Long-term outcome data for patients undergoing carotid endarterectomy (CEA) are lacking. As most of the published literature on CEA outcomes has been from high-volume providers, we wanted to investigate theoutcomes of an average-volume cerebrovascular neurosurgeon. We reviewed a single neurosurgeon's experience with CEA focusing on long-term outcomes. Most procedures (99.0%) were performed with primary closure of the arteriotomy. We studied 192 CEAs performed between 1998 and 2017, 77% for symptomatic disease. Two patients (1%) experienced immediate postoperative stroke.

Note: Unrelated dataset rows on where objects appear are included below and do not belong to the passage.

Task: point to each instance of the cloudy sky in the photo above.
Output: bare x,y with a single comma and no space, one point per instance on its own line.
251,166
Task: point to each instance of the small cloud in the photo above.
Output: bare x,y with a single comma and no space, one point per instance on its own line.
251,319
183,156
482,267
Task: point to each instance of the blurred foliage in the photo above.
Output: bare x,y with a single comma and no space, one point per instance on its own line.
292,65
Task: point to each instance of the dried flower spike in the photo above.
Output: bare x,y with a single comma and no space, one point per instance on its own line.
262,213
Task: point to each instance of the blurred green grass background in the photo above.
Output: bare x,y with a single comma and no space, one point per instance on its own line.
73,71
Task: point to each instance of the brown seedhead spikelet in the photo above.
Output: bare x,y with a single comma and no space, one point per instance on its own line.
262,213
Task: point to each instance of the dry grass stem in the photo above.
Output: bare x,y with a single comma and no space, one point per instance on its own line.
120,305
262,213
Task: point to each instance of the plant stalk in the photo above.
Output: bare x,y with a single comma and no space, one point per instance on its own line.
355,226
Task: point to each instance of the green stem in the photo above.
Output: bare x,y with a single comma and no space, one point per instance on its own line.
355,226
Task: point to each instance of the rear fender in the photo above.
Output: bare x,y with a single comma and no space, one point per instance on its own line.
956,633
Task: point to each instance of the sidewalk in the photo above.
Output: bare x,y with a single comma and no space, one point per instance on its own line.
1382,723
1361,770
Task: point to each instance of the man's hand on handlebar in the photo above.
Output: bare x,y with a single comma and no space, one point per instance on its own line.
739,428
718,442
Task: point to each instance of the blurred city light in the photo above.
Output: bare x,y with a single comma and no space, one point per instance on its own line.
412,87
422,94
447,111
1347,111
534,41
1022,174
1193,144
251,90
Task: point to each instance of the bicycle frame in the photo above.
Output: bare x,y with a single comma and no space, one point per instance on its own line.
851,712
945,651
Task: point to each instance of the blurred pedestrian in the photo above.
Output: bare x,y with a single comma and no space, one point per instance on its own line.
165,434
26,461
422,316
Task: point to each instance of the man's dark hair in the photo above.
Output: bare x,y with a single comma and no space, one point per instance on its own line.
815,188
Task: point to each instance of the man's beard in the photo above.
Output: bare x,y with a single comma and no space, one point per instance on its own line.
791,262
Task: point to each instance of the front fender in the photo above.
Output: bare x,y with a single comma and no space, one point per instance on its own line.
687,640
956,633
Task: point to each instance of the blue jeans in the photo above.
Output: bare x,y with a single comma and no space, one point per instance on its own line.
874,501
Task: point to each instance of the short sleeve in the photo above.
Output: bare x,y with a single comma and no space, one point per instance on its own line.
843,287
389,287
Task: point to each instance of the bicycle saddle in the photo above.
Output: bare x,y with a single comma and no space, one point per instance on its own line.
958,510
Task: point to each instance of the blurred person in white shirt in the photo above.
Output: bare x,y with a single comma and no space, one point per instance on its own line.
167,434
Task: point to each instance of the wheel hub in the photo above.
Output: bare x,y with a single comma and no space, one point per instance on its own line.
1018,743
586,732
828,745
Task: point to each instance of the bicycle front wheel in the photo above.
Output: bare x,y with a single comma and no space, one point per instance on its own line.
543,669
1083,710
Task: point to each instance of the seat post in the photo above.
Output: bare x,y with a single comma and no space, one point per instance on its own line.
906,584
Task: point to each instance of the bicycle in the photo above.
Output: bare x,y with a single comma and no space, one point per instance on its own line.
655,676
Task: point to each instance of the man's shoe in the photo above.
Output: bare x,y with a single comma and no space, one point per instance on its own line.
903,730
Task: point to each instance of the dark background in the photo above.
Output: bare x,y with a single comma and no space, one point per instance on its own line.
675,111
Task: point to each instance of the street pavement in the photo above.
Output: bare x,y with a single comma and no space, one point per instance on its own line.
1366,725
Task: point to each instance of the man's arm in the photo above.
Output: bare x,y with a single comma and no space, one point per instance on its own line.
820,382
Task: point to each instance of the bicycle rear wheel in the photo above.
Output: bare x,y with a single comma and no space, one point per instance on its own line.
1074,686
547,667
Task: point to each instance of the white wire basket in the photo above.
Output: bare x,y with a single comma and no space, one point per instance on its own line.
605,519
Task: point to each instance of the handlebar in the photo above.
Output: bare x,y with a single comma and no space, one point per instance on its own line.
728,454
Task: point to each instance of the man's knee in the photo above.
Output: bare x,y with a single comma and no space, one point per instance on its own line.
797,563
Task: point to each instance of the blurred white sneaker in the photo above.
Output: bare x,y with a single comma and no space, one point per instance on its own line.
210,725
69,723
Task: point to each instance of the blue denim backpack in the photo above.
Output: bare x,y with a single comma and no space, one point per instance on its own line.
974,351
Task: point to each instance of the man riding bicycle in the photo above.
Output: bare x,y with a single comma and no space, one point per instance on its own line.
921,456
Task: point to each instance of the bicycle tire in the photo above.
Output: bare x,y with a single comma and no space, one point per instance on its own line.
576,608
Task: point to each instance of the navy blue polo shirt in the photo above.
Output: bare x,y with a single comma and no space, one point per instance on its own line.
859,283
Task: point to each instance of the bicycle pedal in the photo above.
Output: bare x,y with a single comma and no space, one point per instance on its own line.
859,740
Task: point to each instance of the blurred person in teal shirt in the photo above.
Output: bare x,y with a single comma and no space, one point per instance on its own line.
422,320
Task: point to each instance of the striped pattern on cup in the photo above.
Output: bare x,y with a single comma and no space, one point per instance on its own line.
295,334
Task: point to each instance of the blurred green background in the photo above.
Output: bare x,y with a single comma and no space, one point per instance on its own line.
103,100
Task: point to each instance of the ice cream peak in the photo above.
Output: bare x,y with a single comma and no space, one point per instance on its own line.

During an average follow-up of 53 months (range, 0-205 months), 2 more patients (1%) experienced ipsilateral carotid circulation stroke, and 5 patients (2.6%) experienced ipsilateral transient ischemic attacks. Five patients (2.6%) experienced contralateral transient ischemic attacks, and 6 (3.1%) experienced contralateral stroke. There were also 3 cases of (1.6%) hemorrhagic stroke and 6 cases (3.1%) of vertebrobasilar circulation stroke. The rate of ipsilateral stroke-free survival was 98.4% at 5 years post-CEA, 97.9% at 10 years post-CEA, and 97.9% at 15 years post-CEA. The rate of ipsilateral restenosis-free survival was 97.9% at 5years post-CEA, 96.8% at 10 years post-CEA, and 96.8% at 15 years post-CEA. Six patients (3.1%) experienced restenosis >70% during follow-up. Two of these patients underwent carotid artery stenting. Almost all patients (>95%) were maintained on an antiplatelet medication and statin. In the hands of an average-volume cerebrovascular neurosurgeon, CEA can provide durable protection from recurrent stroke in the ipsilateral carotid distribution that extends beyond 15 years. Thus, this procedure should be considered the gold standard against which other revascularization modalities should be evaluated.